Angiotesinogen (AGT) is a peptide that is produced in the liver and in adipose tissue. The strong correlation between obesity and hypertension implies that adipose tissue may play a role in blood pressure regulation and in fact there is a correlation between circulating AGT levels and obesity/hypertension [21]. Animal studies have shown that overexpression of AGT results in hypertension while under expression of AGT results in decreased blood pressures [22].

Resistin is a peptide which is elevated in obesity and appears to play a role in glucose homeostasis in rodents. In experimental models, resistin induces hepatic insulin resistance while anti-resistin antibodies have the opposite effect [23]. In humans, the role of resistin is less clear and it is not known what role it has glucose homeostasis or whether it directly relates to adipose tissue mass. The role of resistin in pathogenesis of inflammation is also unclear.

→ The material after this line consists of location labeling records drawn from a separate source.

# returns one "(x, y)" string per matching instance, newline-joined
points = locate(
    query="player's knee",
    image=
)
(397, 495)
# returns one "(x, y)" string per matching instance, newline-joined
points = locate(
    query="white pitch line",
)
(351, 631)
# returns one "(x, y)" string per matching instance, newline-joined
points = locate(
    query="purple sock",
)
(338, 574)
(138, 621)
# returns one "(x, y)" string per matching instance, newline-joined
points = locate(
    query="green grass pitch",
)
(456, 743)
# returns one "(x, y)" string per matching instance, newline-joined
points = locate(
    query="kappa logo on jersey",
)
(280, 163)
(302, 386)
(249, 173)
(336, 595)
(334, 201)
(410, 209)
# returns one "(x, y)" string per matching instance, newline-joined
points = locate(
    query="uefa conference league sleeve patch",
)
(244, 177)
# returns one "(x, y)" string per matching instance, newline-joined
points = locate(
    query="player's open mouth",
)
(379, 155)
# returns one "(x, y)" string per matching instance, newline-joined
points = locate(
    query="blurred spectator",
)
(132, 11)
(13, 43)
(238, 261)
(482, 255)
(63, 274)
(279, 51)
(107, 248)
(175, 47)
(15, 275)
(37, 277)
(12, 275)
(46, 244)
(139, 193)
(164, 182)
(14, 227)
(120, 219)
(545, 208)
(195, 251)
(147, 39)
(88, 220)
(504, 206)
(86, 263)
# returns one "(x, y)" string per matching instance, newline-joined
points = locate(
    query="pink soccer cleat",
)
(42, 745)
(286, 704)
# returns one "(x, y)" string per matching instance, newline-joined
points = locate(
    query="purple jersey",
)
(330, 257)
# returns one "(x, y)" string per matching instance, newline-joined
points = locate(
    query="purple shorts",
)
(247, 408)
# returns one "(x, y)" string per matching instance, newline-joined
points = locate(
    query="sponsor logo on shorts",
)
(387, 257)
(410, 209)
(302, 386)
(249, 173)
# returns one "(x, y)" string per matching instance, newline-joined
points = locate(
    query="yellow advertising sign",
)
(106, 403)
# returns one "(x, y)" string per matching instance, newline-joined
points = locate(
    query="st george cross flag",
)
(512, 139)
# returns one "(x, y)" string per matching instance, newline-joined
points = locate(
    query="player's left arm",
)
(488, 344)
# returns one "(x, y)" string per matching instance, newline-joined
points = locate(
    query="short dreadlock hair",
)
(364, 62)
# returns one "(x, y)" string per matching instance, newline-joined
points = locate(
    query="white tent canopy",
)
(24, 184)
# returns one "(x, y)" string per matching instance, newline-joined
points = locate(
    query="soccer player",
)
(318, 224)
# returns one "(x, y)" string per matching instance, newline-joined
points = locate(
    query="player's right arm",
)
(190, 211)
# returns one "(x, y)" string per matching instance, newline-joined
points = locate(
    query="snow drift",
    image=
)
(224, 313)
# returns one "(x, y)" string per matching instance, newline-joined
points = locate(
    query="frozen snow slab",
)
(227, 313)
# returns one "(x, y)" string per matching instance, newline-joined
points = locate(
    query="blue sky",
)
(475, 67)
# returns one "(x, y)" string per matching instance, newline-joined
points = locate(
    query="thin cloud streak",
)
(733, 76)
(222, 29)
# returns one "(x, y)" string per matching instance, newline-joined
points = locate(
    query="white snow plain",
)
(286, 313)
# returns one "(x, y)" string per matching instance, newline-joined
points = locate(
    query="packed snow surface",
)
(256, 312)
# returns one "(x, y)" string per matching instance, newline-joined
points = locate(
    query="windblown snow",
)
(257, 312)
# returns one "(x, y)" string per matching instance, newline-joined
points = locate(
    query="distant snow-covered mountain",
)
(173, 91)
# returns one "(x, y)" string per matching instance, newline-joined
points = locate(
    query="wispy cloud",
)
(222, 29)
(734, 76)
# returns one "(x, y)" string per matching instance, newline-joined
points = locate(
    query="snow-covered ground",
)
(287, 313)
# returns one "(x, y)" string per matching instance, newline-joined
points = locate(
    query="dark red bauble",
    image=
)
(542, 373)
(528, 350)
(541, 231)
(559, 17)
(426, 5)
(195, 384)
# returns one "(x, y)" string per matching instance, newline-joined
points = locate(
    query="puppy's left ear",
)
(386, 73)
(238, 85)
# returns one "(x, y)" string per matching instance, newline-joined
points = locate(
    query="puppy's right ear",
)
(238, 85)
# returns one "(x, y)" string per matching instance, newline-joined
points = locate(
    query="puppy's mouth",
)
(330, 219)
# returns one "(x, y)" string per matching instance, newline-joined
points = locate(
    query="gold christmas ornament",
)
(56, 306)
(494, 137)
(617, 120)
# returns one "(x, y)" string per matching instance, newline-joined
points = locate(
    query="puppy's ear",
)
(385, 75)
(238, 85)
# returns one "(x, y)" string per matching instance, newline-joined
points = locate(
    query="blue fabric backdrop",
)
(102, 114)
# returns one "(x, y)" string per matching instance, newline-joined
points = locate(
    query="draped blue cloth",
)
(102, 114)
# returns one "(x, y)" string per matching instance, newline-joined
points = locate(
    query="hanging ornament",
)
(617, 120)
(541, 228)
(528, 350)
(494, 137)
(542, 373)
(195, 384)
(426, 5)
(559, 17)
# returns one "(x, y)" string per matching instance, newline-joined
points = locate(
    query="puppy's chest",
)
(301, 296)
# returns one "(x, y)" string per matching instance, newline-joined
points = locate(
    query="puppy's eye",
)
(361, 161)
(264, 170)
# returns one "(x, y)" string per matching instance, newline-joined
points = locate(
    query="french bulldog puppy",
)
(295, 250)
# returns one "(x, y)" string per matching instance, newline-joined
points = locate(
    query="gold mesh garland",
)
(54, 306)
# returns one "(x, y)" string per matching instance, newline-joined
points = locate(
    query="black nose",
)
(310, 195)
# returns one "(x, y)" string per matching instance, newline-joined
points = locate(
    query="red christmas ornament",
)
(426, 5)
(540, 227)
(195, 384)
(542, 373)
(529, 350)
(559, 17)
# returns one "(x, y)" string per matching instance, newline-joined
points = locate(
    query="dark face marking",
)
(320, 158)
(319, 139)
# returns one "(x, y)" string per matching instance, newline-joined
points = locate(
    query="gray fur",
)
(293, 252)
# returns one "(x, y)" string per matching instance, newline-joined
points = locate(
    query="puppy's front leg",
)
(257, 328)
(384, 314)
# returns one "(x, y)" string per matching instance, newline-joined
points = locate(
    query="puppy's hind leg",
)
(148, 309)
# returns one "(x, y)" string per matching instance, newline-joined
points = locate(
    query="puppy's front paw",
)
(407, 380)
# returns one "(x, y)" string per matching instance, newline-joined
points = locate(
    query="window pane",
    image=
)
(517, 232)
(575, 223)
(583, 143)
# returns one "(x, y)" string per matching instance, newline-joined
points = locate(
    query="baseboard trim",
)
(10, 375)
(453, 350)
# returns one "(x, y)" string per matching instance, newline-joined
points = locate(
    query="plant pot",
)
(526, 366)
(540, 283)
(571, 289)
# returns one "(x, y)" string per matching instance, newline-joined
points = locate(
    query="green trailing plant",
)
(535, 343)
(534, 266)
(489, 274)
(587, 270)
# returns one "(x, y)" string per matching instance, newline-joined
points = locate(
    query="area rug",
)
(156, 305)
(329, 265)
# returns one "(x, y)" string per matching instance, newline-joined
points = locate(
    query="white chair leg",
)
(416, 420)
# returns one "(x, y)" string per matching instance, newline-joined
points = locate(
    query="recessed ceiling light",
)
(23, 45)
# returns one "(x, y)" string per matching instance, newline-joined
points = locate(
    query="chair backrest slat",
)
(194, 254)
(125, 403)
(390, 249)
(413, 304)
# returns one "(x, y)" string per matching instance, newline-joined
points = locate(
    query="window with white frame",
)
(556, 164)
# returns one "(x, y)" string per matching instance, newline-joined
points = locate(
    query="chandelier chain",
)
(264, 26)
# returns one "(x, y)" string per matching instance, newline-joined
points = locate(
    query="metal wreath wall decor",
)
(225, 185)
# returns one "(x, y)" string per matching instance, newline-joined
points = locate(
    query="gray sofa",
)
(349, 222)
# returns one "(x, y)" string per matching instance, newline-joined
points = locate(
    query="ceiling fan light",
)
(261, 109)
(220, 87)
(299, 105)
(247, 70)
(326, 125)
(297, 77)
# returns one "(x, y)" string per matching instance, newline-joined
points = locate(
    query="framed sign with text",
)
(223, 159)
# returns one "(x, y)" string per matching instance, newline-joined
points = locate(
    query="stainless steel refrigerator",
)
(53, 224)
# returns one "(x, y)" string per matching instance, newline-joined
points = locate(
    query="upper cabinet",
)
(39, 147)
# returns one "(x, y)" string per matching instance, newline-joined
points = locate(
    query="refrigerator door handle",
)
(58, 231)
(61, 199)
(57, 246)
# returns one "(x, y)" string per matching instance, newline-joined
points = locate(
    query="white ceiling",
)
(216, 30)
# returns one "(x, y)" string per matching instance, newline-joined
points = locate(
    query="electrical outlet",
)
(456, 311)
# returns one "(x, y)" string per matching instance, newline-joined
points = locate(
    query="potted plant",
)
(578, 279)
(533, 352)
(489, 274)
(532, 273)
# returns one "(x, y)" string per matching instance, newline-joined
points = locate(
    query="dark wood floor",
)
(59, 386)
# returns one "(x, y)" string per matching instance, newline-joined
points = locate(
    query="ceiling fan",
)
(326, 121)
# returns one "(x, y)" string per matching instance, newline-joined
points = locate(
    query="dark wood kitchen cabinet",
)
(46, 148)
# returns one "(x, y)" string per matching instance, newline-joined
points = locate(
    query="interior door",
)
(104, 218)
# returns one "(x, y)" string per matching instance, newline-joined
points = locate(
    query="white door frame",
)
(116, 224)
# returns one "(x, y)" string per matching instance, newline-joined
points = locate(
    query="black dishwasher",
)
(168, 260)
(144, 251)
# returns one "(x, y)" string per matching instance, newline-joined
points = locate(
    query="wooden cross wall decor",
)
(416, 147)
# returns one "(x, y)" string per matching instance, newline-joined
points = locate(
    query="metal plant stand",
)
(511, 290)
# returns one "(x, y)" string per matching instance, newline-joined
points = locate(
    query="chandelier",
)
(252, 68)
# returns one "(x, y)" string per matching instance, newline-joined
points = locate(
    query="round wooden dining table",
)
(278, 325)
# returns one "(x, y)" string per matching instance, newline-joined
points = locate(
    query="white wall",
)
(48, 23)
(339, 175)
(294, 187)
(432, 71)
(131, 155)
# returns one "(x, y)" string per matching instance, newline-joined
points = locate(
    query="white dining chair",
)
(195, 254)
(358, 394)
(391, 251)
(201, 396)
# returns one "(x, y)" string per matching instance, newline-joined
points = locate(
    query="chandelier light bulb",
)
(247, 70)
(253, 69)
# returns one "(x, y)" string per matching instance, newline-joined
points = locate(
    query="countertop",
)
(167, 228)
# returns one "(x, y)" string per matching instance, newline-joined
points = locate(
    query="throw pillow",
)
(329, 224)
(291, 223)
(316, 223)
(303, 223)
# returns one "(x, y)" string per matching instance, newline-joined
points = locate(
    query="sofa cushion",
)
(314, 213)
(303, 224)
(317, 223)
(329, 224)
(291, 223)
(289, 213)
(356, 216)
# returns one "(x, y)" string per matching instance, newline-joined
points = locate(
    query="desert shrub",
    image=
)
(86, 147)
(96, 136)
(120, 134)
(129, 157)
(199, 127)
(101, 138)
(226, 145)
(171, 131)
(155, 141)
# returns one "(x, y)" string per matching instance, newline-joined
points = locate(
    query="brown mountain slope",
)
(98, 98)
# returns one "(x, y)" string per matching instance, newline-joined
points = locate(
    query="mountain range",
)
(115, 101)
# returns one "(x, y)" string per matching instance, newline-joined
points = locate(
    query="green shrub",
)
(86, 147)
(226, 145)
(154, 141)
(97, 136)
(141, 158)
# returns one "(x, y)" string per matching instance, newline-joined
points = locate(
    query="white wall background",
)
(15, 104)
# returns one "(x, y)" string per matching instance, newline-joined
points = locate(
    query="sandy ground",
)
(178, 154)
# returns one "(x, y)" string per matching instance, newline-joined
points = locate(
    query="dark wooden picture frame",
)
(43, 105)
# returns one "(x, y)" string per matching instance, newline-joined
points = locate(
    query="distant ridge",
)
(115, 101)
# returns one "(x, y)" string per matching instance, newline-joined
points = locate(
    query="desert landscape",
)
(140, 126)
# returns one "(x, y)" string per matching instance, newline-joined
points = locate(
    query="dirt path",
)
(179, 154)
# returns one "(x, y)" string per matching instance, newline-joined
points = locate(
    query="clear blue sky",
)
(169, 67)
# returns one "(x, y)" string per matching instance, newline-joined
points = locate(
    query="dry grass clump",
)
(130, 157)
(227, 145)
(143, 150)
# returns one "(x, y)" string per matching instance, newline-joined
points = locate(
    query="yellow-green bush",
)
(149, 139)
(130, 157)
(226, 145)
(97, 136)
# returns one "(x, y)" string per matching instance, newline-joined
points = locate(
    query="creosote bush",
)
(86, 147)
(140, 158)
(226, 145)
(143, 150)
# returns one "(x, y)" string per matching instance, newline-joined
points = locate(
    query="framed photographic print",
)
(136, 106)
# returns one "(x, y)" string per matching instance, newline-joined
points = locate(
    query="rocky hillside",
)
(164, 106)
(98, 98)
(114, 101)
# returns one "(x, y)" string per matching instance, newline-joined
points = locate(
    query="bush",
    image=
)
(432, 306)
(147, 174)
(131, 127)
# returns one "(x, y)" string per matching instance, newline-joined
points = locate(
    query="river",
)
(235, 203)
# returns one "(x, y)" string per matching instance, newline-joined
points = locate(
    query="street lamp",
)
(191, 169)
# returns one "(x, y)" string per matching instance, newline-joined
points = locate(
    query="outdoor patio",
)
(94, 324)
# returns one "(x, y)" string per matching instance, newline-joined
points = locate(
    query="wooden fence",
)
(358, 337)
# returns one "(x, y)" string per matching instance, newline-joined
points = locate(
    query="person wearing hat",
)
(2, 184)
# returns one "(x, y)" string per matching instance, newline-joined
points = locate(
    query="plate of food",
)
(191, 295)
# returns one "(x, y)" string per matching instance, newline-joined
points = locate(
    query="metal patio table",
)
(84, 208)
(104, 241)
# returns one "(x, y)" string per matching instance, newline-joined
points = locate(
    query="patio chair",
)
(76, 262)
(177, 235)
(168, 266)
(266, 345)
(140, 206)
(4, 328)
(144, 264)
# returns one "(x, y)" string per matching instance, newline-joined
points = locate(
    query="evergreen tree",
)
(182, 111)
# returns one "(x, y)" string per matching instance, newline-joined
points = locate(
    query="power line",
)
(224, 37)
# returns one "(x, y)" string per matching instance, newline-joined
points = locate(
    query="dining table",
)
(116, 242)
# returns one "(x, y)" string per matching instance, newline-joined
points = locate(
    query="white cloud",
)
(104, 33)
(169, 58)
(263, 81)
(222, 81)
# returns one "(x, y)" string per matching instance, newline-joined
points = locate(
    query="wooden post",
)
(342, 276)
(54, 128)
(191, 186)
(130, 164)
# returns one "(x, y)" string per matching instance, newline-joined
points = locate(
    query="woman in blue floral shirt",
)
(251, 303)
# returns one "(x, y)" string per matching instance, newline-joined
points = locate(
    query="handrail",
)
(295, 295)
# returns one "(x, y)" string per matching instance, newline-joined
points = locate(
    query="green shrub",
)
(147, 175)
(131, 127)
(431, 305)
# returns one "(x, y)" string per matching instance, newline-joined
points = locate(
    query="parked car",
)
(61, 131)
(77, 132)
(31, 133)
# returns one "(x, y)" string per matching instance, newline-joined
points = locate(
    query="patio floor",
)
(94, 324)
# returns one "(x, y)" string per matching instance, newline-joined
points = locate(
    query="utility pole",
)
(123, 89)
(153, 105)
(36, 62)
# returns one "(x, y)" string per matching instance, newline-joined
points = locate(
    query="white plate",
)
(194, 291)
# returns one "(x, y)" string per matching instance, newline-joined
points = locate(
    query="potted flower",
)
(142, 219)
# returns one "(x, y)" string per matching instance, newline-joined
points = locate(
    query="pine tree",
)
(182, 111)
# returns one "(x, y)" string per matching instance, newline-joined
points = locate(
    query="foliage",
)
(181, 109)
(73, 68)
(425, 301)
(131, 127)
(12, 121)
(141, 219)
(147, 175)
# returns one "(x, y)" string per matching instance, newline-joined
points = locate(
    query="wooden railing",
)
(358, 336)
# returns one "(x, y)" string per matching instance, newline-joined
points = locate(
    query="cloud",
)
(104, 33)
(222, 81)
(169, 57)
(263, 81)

Markers of inflammation or markers of obesity?

Low grade inflammation is a predominant feature in the metabolic syndrome of aging and seems to be linked to the development of diabetes and poor vascular outcomes. We have briefly named several cytokines and other FDP that are generally increased with fat mass. Although many of these FDP have a role in metabolic homeostasis, many seem to lack distinct role in inflammatory pathogenesis. While many FDP have roles in vivo metabolism, we suggest that some levels of cytokines are increased because of the hyperplastic characteristic of adipose tissue, and their levels are better serve as marker of adipose tissue hypertrophy, rather than having a causal role in aging. Thus, whether aging is inflammatory state or whether it is a state associated with increased inflammatory marker is subject for further studies.